The Parkland Shooting Got Trump Talking About Guns. But It's Unclear If Anything Will Change.

The president did little after previous mass shootings. But what happened last week in Florida has him promising to do more than “talk.”

In the aftermath of mass shootings in Texas and Las Vegas last year, President Donald Trump did not advocate for any specific policy changes to prevent future massacres, hold listening sessions, or tweet about background checks.

He pointed to each of the shooters' "mental health problem," and promised after 58 people died in Las Vegas that he would be "talking about gun laws as time goes on."

But the conversation on gun control measures from the administration didn't really begin until four months later, when a shooter killed 17 at Marjory Stoneman Douglas High School in Parkland, Florida, last week.

After an event that targeted children in an area with deep ties to Trump, and spurred a new movement of teenagers demanding action on television, the president is now actually talking about solutions. And although the administration’s proposals are unclear at this point, and the chances of significant gun control policy passing Congress are low, Trump is promising this moment won’t just pass.

Unlike the response to previous shootings, Trump promised action during an emotional listening session Wednesday — which aired live on all major TV networks for about an hour — with parents, educators, and students who have experienced shootings. “It’s not going to be talk like it has been in the past,” he said, hearing pleas from the attendees, who at times spoke through tears, begging the administration for solutions.

“We’re going to be very strong on background checks...very strong emphasis on the mental health of somebody, and we are going to do plenty of other things,” Trump said, later bringing up training teachers for a “concealed carry” firearm as a potential solution.

The White House is considering a few different measures, including a narrow, National Rifle Association–backed, bipartisan bill in Congress to reinforce the background check system. Trump has also called on the Department of Justice to finalize regulations to ban "bump stocks," but it’s unclear if the agency would even have the authority to enforce such a ban. And Trump has also not ruled out raising the minimum age for buying semiautomatic weapons, which he alluded to during Wednesday’s listening session.

The session came after the survivors of last week's school shooting in Florida launched a wall-to-wall media campaign to advocate for gun control, doing interviews on TV and radio, using social media, and writing op-eds in major newspapers. Trump could not have missed it: He spent much of the long weekend at his club Mar-a-Lago, about 40 miles from where the shooting occurred, tweeting and watching cable news. He also visited some of the victims of the shooting.

The president has been swayed into action by cable news coverage of violence in the past. The images of suffering Syrian civilians in part convinced Trump to authorize airstrikes in Syria in April of last year.

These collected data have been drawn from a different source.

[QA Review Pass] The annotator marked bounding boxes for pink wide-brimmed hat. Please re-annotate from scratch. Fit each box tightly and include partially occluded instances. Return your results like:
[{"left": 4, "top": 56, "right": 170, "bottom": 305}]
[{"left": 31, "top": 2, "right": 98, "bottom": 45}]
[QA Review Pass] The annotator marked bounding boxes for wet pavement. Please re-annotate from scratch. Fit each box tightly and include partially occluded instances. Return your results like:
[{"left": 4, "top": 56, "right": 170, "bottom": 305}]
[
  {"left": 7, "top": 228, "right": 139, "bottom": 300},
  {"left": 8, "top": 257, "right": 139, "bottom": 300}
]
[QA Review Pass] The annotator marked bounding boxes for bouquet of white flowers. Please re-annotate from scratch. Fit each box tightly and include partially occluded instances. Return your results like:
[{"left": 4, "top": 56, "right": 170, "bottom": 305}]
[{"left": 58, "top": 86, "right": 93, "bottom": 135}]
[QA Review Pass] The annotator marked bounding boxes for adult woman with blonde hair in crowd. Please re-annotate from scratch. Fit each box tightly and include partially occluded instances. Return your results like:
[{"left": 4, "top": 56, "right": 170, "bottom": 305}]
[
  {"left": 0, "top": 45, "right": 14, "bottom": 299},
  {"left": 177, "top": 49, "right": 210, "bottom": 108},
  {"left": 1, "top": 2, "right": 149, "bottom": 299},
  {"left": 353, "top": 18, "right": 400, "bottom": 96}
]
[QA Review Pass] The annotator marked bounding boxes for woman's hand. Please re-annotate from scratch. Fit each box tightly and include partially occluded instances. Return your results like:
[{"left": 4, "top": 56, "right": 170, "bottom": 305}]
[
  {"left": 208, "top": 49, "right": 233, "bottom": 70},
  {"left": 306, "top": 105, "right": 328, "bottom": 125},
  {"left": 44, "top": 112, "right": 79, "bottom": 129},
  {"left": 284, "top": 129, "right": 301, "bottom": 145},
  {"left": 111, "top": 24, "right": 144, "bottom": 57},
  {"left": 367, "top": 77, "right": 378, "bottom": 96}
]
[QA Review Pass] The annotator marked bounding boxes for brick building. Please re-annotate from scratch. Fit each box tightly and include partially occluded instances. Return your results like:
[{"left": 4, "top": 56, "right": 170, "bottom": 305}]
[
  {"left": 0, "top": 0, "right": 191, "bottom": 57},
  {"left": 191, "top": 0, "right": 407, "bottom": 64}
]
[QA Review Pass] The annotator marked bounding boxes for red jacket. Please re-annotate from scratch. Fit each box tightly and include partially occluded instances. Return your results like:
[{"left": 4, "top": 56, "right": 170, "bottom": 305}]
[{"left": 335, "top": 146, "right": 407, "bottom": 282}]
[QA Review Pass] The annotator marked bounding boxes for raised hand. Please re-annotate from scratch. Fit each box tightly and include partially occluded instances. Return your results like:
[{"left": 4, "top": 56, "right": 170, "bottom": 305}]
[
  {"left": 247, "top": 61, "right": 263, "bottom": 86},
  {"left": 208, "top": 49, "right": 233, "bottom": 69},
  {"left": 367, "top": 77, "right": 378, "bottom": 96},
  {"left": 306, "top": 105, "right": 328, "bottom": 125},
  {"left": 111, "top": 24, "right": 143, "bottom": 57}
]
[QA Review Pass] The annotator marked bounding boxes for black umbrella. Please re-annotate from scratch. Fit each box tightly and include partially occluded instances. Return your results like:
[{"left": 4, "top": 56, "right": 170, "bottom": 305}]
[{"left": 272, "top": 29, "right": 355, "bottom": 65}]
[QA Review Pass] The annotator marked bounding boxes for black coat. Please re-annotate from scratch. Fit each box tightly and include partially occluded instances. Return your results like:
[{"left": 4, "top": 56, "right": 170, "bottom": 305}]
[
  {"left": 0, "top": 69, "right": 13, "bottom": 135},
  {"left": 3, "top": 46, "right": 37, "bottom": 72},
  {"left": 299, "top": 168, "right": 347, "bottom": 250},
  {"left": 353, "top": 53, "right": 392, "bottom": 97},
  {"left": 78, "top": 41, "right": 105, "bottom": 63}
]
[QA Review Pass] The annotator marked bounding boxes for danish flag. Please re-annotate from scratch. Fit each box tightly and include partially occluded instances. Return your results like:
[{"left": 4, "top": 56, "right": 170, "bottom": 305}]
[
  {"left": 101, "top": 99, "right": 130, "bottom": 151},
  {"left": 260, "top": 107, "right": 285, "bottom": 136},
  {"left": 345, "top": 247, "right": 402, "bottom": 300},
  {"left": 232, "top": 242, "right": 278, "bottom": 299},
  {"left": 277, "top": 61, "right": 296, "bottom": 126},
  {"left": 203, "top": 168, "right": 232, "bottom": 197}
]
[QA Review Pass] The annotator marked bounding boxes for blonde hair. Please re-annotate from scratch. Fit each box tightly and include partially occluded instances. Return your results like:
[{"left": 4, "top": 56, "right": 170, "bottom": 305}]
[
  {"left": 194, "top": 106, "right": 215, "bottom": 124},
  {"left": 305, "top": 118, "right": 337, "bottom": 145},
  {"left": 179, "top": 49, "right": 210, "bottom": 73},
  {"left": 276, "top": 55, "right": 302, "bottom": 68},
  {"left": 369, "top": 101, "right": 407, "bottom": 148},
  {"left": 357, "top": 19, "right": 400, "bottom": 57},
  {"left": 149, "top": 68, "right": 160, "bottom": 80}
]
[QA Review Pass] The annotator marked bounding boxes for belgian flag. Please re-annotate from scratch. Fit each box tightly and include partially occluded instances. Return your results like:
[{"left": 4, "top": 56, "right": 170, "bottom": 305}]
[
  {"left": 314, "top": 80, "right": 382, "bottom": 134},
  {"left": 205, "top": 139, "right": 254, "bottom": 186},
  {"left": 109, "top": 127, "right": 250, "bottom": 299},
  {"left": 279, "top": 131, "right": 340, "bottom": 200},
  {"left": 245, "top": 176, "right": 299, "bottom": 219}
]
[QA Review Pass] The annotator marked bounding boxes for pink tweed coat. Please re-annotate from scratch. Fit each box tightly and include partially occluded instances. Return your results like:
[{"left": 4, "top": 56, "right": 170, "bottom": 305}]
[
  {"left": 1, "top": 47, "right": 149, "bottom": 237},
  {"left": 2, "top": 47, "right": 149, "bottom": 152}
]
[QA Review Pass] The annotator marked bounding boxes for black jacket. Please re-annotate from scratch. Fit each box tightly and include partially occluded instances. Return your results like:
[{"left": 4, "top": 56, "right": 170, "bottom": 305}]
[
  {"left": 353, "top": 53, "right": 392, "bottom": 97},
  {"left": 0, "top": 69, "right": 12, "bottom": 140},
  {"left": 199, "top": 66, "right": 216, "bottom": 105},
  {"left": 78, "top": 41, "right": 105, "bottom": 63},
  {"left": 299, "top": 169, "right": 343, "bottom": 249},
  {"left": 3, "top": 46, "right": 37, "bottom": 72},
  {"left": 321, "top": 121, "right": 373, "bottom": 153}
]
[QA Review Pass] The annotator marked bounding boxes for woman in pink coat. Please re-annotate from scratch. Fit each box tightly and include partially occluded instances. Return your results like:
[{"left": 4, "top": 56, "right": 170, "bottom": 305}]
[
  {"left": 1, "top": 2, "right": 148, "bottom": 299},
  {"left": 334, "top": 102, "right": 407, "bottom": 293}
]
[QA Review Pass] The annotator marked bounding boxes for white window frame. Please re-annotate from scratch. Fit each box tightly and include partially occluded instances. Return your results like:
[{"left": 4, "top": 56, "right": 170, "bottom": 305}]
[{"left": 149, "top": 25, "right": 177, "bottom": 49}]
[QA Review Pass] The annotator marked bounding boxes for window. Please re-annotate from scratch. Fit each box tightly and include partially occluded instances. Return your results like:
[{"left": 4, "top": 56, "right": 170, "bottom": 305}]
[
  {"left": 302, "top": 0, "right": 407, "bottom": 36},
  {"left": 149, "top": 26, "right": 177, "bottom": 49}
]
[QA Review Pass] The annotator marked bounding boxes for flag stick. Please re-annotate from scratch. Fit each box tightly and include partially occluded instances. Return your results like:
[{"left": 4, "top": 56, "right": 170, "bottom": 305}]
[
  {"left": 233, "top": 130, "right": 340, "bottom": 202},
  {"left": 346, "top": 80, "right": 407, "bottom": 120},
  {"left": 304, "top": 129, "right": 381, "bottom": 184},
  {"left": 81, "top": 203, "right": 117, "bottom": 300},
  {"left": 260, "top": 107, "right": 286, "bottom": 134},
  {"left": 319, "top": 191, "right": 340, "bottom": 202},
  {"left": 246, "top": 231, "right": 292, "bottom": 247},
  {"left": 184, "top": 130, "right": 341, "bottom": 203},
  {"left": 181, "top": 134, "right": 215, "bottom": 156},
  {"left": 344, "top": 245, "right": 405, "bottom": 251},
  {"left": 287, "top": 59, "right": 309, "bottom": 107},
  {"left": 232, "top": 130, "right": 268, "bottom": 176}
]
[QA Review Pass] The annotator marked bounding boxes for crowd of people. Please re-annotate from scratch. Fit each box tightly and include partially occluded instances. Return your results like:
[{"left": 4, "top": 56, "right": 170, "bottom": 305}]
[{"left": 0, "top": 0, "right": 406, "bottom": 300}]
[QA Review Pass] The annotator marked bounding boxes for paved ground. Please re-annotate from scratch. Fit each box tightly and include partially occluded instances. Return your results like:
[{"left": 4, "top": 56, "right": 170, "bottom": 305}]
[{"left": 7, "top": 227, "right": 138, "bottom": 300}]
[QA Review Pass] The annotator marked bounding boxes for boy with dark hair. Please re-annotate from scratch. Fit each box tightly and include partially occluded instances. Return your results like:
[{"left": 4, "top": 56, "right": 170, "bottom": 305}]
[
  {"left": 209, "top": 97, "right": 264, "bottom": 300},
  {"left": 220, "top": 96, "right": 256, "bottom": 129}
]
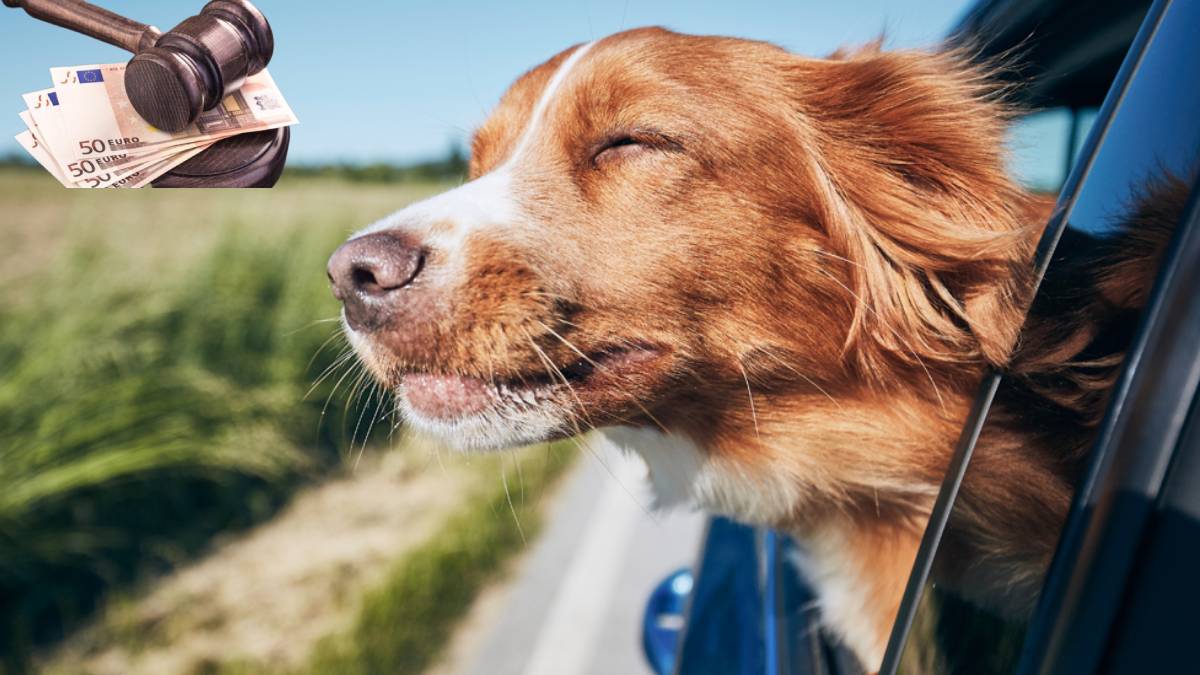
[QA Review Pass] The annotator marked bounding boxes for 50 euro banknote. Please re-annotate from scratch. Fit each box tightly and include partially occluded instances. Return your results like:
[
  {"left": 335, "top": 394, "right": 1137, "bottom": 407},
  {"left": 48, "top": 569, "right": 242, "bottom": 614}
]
[
  {"left": 19, "top": 92, "right": 214, "bottom": 188},
  {"left": 28, "top": 64, "right": 294, "bottom": 187}
]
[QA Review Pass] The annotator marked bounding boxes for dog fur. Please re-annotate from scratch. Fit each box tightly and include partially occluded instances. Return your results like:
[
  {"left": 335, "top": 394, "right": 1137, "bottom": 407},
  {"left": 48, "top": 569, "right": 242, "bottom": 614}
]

Trump at the time dwelled on the youngest victims of a chemical weapons attack. “When you kill innocent children, innocent babies, babies, little babies, with a chemical gas that is so lethal — people were shocked to hear what gas it was,” he said from the Rose Garden.

The circumstances of last week’s shooting, compared to those in Las Vegas or Texas, also put children at the forefront. And by being specifically tied to a school, Trump was able to take in proposals during Wednesday’s listening session that were more narrowly focused than potential proposals to prevent attacks like those in 2017.

On Wednesday, hundreds of students walked out of classes and marched with the Parkland shooting survivors to the US Capitol demanding change. Some survivors — though not the ones who have been most vocal in the media — also participated in the White House listening session, and others will participate in a CNN town hall in the evening.

The Parkland shooting isn’t the first school shooting during Trump’s administration, but it was the deadliest, and the age of the victims and ease with which the shooter walked into the school has bothered Trump, according to a source close to the White House.

“I met with some of the survivors and their families, and I was moved — greatly moved, greatly moved,” Trump said Tuesday of his visit.

While the president was at his club, the shooting was a big topic of discussion among members, who "are upset at the FBI, and local police, who were alerted about the shooter Cruz’s behavior, and did nothing," as one Mar-a-Lago member put it to BuzzFeed News. "They obviously did not remove his guns."

Trump may also just have a moment to do something popular. Latest polling also shows that support for tighter restrictions on guns is at an all-time high, according to a Quinnipiac University survey released Tuesday that showed support for universal background checks at 97% among gun owners who were polled.

On certain measures up for consideration, such as the narrow background check proposal in the Senate, a source close to the administration said Trump has little to lose by acting swiftly in the wake of the Parkland shooting. “Heck, even the NRA agrees.”

But Trump’s calls for quick action don’t always last long. Wednesday’s televised listening session, and Trump’s apparent openness to a wide range of ideas, resembled a similar open negotiating meeting the White House held with members of Congress in January to come to a broad deal on immigration policy. Those negotiations, just over a month later, are stalled.